The diagnosis of lesions determining pituitary stalk thickness is challenging, and the identification of the underlying condition may require a long-term follow-up. Thus, clinicians should readily recognize that, when the diagnosis of central diabetes insipidus has been established, specific MRI sequences should be used in the assessment of the hypothalamic-pituitary region, and whole-brain evaluation is recommended. For clinical practice, a timely diagnosis is advisable to avoid central nervous system damage, pituitary defects and the risk of dissemination of germ cell tumours or organ involvement by LCH. Proper aetiological diagnosis can be achieved via a series of steps that start with careful observation of several neuroimaging predictors and endocrine dysfunction and then progress to more sophisticated and advanced imaging techniques ¹⁾.

325 patients with pituitary stalk thickening in the tertiary teaching Ruijin Hospital between January 2012 and February 2018 were enrolled. Basic characteristics and hormonal status were evaluated. Indicators to predict etiology in patients with histological diagnoses were analyzed.

Of the 325 patients, 62.5% were females. Deficiencies in gonadotropin was most common, followed by corticotrophin, growth hormone and thyrotropin. The increase of pituitary stalk width was associated with a risk of central diabetes insipidus (OR=3.57, P<0.001) and with a combination of central diabetes insipidus and anterior pituitary deficiency (OR=2.28, P=0.029). The cut-off pituitary stalk width of 4.75 mm had a sensitivity of 69.2% and a specificity of 71.4% for the presence of central diabetes insipidus together with anterior pituitary deficiency. Six indicators (central diabetes insipidus, patterns of pituitary stalk thickening, pituitary stalk width, neutrophilic granulocyte percentage, serum sodium level and gender were used to develop a model having an accuracy of 95.7% to differentiate neoplastic from inflammatory causes.

Pituitary stalk width could indicate the presence of anterior pituitary dysfunction especially in central diabetes insipidus patients. With the use of a diagnostic model, the neoplastic and inflammatory causes of pituitary stalk thickening could be preliminarily differentiated ²⁾.

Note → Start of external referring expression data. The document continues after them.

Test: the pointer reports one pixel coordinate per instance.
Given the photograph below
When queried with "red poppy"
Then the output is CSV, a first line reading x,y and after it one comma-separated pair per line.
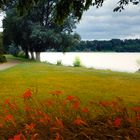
x,y
70,98
59,123
9,117
30,127
79,121
57,136
19,137
117,122
85,110
105,103
56,92
136,109
7,102
76,105
27,94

CSF-human chorionic gonadotropin (hCG) concentrations that exceed the established reference interval (undetectable values to 0.7 IU/L) in the presence of suprasellar lesions and pituitary stalk thickening must be considered pathological, establishing the need to exclude the presence of germinoma ³⁾.

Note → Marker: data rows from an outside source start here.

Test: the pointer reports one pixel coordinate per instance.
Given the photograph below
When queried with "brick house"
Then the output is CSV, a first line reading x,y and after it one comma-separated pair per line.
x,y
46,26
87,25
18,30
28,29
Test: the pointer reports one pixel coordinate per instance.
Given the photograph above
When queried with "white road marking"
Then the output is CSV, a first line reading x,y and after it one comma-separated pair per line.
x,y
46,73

Diabetes insipidus (DI) associated with a thickened pituitary stalk is a diagnostic challenge in the pediatric population. Langerhans Cell Histiocytosis (LCH) is a rare cause of this entity. A 4-year-old male child presented with central DI of 1-year duration, associated with a thickened pituitary stalk. The etiology for the same remained elusive as the patient had no other manifestation to suggest LCH. A year later, the patient developed a left frontal scalp swelling. Neuroradiology demonstrated multiple punched out osteolytic lesions in both the frontal bones. The infundibulum was thickened and showed post-contrast enhancement. Histology and immunohistochemistry (IHC) of the biopsy specimen confirmed LCH. The child was administered chemotherapy according to LCH protocol, which resulted in 33% reduction in the size of the skull lesions. The DI was controlled with medical management. The present case highlights the need for serial follow-up and magnetic resonance (MR) imaging that led to a diagnosis of LCH ⁴⁾.